BAB 5

Hari ini, Rena pergi ke sekolah seperti biasa. Diantar sopir pribadi, berjalan sendirian menuju kelas, serta mendengar caci maki yang terus dilontarkan kepadanya. Ternyata dia benar-benar tidak punya teman di sekolah ini. Tidak hanya teman sekelas, hampir seluruh siswa di sekolah termasuk adik kelas, ikut mengolok-olok fisiknya.

Di kehidupannya yang asli, Alisa tidak pernah mengalami atau bahkan melihat perundungan seperti ini. Jadi saat merasakan sendiri perundungan yang dialami oleh Rena, jiwa Alisa tidak tahu harus bersikap bagaimana. Maka dari itu, ia memilih untuk diam saja.

‘Aku tidak tahu ada perundungan di Indonesia, aku kira itu hanya terjadi di negara-negara kapitalis saja,’ cibir Rena dalam hati.
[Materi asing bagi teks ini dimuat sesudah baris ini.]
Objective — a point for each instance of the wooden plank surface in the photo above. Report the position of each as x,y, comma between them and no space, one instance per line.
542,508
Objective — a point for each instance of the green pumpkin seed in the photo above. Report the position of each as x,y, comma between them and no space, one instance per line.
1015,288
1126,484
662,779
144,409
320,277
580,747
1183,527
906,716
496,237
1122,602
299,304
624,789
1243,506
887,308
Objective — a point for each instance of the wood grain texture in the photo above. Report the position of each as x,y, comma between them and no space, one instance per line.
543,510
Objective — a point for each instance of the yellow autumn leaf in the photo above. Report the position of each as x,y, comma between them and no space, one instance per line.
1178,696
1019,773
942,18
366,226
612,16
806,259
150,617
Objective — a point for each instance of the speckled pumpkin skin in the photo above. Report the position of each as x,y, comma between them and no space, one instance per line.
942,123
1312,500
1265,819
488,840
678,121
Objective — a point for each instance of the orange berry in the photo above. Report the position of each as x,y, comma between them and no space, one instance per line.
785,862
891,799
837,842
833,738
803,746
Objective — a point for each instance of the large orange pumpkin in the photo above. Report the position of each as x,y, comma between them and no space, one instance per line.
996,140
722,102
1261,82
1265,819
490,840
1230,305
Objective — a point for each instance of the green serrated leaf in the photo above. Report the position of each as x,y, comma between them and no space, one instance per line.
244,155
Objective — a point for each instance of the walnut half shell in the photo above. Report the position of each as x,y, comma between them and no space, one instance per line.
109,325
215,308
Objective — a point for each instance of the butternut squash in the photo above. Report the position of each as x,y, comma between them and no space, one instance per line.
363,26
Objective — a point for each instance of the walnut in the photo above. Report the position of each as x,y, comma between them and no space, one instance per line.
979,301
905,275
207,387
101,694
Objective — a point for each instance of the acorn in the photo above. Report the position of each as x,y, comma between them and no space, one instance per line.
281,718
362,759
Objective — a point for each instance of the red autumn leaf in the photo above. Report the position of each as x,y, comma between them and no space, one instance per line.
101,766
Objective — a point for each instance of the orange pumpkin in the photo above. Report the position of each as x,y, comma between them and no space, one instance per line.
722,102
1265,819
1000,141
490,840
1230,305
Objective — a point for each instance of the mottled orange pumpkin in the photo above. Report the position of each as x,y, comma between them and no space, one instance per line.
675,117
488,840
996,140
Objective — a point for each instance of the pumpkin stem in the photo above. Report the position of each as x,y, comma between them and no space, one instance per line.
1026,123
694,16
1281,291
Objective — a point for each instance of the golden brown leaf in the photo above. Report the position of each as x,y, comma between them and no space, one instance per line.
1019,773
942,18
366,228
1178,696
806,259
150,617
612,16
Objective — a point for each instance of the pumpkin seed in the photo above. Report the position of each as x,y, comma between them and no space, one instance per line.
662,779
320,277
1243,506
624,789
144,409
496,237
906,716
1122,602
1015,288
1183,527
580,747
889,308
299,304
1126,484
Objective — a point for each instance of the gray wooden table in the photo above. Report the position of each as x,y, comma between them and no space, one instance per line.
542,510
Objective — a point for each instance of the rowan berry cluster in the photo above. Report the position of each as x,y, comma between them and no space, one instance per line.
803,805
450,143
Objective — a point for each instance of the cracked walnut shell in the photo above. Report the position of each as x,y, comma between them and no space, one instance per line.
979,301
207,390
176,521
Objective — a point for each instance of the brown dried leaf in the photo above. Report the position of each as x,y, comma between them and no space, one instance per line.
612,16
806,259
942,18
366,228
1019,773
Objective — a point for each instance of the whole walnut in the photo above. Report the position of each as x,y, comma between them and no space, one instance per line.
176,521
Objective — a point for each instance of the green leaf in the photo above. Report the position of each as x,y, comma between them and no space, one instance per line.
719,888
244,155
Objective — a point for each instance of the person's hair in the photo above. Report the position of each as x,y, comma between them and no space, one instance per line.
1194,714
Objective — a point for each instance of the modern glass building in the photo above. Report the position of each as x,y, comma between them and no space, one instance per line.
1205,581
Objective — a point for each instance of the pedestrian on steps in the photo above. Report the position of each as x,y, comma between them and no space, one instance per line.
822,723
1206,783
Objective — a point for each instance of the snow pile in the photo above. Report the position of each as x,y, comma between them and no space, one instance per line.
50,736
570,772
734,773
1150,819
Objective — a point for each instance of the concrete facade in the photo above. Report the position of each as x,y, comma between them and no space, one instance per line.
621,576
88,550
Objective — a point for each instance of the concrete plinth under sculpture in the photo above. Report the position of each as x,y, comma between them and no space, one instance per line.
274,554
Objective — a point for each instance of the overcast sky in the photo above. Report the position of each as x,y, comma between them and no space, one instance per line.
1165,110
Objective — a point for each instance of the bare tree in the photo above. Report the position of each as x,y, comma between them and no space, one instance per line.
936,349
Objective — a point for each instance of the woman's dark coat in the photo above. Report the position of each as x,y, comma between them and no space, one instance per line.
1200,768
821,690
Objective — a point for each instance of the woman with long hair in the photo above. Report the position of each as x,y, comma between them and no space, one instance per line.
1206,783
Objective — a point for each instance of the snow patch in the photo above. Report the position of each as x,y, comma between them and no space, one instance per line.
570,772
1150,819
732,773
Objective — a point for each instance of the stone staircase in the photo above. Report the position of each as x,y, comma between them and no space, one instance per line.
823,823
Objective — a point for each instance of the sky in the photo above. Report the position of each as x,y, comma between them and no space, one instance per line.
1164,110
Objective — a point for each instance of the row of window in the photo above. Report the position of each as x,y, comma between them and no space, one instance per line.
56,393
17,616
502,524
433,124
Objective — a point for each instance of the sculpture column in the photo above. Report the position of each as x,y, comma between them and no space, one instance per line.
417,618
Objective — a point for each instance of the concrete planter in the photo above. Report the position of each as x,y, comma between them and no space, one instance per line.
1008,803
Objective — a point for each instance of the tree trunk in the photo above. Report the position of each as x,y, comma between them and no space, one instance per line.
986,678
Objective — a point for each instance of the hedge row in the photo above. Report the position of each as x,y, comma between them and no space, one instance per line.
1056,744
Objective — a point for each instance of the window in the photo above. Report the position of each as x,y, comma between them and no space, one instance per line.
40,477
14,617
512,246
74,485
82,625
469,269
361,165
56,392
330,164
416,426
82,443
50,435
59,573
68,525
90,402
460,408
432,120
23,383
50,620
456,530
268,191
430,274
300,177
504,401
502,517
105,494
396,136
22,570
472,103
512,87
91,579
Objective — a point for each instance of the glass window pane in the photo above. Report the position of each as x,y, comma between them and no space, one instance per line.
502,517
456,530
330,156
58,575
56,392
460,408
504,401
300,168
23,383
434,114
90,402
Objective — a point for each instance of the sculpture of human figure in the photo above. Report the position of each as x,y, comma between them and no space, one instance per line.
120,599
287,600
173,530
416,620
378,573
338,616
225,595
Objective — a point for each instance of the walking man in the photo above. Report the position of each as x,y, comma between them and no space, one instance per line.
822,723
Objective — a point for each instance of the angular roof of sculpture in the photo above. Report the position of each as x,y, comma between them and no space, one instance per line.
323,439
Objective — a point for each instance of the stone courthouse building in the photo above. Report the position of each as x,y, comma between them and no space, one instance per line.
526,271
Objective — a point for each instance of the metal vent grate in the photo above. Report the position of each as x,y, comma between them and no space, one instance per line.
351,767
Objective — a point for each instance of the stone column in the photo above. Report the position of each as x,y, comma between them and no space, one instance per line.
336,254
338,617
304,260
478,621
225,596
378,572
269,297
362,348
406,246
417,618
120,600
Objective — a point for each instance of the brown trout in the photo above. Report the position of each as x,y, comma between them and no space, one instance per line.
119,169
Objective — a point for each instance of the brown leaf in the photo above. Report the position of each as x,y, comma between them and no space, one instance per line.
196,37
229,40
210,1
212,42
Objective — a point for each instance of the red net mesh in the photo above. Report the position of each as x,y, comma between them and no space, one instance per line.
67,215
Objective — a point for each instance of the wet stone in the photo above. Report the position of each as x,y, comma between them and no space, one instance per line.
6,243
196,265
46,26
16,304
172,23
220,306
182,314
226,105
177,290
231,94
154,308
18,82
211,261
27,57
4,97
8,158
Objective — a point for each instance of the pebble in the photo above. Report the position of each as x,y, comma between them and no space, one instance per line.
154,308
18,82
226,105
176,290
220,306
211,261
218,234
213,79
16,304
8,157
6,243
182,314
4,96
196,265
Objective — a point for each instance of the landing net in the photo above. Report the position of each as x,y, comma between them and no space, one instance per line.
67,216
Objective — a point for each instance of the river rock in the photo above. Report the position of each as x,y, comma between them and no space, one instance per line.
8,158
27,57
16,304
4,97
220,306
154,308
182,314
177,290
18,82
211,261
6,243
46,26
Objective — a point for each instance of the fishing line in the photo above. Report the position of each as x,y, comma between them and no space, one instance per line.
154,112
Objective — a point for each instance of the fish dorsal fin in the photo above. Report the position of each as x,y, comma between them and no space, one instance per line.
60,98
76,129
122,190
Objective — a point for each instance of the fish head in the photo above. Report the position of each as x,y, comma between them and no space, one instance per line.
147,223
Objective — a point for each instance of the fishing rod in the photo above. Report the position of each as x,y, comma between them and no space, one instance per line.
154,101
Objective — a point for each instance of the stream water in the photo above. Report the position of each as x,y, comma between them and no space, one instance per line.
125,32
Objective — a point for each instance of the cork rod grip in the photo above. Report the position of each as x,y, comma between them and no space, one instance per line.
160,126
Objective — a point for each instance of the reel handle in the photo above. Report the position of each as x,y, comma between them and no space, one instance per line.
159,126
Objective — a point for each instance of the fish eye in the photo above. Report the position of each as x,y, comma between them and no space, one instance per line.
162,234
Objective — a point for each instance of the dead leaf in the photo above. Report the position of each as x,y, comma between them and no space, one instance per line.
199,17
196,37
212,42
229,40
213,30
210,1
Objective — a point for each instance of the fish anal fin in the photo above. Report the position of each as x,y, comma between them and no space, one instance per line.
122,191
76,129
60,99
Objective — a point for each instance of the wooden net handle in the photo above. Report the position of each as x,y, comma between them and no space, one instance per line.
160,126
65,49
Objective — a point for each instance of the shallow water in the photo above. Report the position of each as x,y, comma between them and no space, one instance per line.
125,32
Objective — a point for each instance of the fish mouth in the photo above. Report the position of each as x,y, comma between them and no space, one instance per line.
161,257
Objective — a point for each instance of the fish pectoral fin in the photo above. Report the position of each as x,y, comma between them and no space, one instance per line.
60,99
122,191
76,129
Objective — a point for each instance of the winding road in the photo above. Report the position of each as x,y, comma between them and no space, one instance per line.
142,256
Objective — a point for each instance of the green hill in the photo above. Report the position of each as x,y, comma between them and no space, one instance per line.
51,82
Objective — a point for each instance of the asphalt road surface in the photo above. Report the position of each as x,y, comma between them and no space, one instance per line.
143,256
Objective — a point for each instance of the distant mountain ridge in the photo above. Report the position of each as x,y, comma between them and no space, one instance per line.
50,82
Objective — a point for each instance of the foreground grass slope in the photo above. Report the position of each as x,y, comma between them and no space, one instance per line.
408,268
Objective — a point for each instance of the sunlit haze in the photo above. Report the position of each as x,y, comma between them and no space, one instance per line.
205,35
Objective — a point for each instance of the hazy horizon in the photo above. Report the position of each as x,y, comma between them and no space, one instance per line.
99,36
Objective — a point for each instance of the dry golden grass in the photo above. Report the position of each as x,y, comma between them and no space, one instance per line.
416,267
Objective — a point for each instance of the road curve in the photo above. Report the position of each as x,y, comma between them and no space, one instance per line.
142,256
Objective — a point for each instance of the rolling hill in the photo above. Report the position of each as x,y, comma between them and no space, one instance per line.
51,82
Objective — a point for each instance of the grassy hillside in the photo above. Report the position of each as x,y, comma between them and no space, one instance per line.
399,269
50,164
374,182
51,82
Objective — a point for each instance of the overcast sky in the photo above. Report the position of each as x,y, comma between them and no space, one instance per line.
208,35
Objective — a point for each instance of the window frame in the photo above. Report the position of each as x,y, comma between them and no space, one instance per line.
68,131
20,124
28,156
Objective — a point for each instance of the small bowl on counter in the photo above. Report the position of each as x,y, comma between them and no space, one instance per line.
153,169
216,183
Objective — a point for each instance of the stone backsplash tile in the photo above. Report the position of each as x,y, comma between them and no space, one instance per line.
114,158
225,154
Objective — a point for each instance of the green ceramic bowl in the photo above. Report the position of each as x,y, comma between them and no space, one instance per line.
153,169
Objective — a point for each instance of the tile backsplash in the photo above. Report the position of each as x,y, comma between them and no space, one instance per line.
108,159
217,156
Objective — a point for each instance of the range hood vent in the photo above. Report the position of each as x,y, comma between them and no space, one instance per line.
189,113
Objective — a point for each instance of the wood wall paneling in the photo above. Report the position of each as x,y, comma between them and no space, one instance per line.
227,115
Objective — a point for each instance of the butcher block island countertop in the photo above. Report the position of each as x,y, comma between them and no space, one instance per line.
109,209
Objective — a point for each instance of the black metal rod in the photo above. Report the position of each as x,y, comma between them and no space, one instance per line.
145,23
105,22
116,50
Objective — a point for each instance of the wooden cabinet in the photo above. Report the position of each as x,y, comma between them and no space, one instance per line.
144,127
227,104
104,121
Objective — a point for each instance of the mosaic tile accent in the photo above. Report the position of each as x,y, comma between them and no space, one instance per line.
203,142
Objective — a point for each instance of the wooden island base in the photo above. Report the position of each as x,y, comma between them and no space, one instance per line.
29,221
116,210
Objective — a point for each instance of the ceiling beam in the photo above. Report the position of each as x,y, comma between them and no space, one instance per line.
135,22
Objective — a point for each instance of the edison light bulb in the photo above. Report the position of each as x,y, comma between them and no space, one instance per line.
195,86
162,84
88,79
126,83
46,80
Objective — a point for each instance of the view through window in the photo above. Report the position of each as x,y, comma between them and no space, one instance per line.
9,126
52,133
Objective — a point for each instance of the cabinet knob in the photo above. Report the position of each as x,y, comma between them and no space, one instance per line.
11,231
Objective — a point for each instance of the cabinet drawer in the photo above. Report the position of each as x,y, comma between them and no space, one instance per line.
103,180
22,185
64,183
Setidaknya mereka ‘hanya’ mencaci dan melempari dirinya dengan barang-barang ringan. Selama tidak ada kekerasan yang ia alami, Rena akan membiarkan mereka saja. Demi keselamatan dan ketenangan hidupnya.

Mungkin saat yang tenang untuk Rena di sekolah hanya pada saat jam pelajaran saja. Ketika guru keluar dari kelas, saat itu juga ketenangannya berakhir. Seperti saat ini.

“Heh, Karung Beras! Belikan aku minuman di kantin.”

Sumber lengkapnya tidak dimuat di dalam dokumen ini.